# Lease swap in Ohio....



## gobble157 (Feb 17, 2008)

I've got a great deal if anyone is open to the offer. I'm a Georgia resident, but live in Ohio due to the military. I've been here for almost 4 years now and have some of the best deer/turkey hunting available. If you check the latest poll on Pope and Young bucks you'll find that Ohio, Iowa, Illinois, and Kansas produce some of the best whitetails available. I met a fellow whom has become like a dad to me that owns 300 acres and then his brother just bought 3000 acres that no one hunts except his family members. This past season we had 2 160" + deer taken off the property (300 acres). We have a cabin with running water and electricity. If you want to see some of the trail pics just ask. Now I'm trying to find a place to turkey hunt in Georgia during the 2008 season. If someone would allow me to hunt on their property or lease, I'd gladly do the same in Ohio. I'm primarily a turkey hunter, but once deer season comes around and the rut kicks in I'm out in the woods. Almost all of deer season in Ohio is archery based. There is a gun season, but it's shotgun/muzzleloader and it's in for one week. The one thing I love about Ohio is once deer season comes in it gets pretty cool. Sometimes we get snow in late October, but it just depends. When the rut comes in the average high temp is in the mid 30's to low 40's. Just depends on the front. Rut usually kicks in around the middle of November. Just let me know if you're interested and we'll go from there. Take care and God bless.

David




PS - To check out last season pics from other hunters in the state of Ohio go to: 

http://www.dnr.ohio.gov/wildlife/dow/Photos/PhotoSearch.aspx?Gallery=Hunting&SubGallery=Deer


----------



## Toddmann (Feb 17, 2008)

I see u got the same disease I got, longbeard obsession.

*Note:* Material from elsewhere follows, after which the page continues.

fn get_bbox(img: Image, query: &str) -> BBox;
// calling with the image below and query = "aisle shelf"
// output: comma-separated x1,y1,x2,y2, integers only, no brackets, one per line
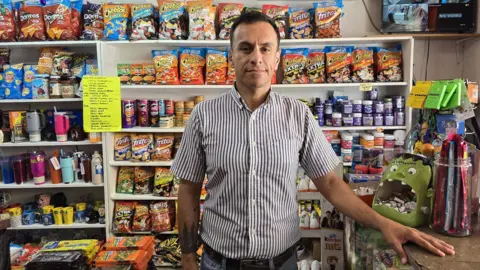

I hunt public land myself. I have chased them since I was 15. You must not be married with all that hunting going on. At least not to a GA girl, lol.  I wish you luck finding a club or lease. If you have any luck and need someone to help u afford the lease just let me know and if I find one I will do the same.


----------



## KINGFISH7 (Feb 17, 2008)

*lease trade*

What do you have in mind for trade, as far as period of time etc.
Where r u located in Ohio?
please send pics from property and animals taken or trail cam photos.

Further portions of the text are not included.